Roberto Andò con Il bambino nascosto, dopo avere chiuso la mostra di Venezia, arriva in sala. Andò è un narratore nato, inoltre sa mettere in scena, con garbo e talento, lo ha sempre fatto, che si trattasse di articoli, documentari, romanzi, film, opere liriche. Questa volta è partito dal suo romanzo, omonimo, per poi approdare al grande schermo. La vicenda è già tutta nel titolo. Il protagonista è Silvio Orlando, che interpreta Gabriele Santoro, insegnante di pianoforte al conservatorio di Napoli, una scelta defilata dopo che, da tempo, ha perso ogni ambizione da concertista, vive in un quartiere dove le persone campano più di espedienti, non sempre legali, piuttosto che di lavoro. Lì lui trascina stancamente la sua esistenza. Che improvvisamente ha un sussulto, imprevisto e casuale. Lascia la porta aperta in attesa della consegna di uno spartito e, non visto, Ciro, il ragazzino giovanissimo, che abita con la famiglia al piano sopra di lui, si intrufola nell’appartamento.

NON HA INTENZIONI malvagie, sta solo sfuggendo da chi gli sta dando la caccia. Questioni di camorra, scippi, sgarri e violenza, tanta. Quando il musicista si accorge di quella presenza inaspettata, intuisce anche che quel ragazzino strafottente ha un grande bisogno di essere protetto, quindi lo nasconde. E Santoro scopre così una paternità surrogata, che probabilmente non aveva mai neppure immaginato, peraltro non senza rischi perché il cerchio intorno a loro si stringe sempre più. Il film è tutto sullo scontro di temperamenti. Fuori impazza la camorra. In casa c’è protezione. E ancora, da una parte un ragazzino arrogante, la cui testa è imbottita di luoghi comuni e pregiudizi, per cui è convinto di essere ormai adulto e di conoscere come gira il mondo, mentre la sua strada purtroppo è già segnata.

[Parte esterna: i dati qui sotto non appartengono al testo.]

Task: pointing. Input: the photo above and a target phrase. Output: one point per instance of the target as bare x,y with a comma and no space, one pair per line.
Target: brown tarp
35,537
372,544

Dall’altra un uomo che un po’ alla volta si è chiamato fuori da quel mondo che gira male, dalla famiglia e dagli affetti, salvo riscoprirsi insospettabilmente coraggioso. Silvio Orlando offre l’ennesima ottima prova da grande interprete, ma la sorpresa è Giuseppe Pirozzi, col suo napoletano dei vicoli, con la capacità di reggere un film claustrofobico: si svolge quasi tutto in un appartamento, con un talento istintivo che lo porta a reggere il confronto con Orlando. Entrambi mollano la famiglia vera per cercare altre strade perché la famiglia è importante, ma può essere anche un nido di serpi.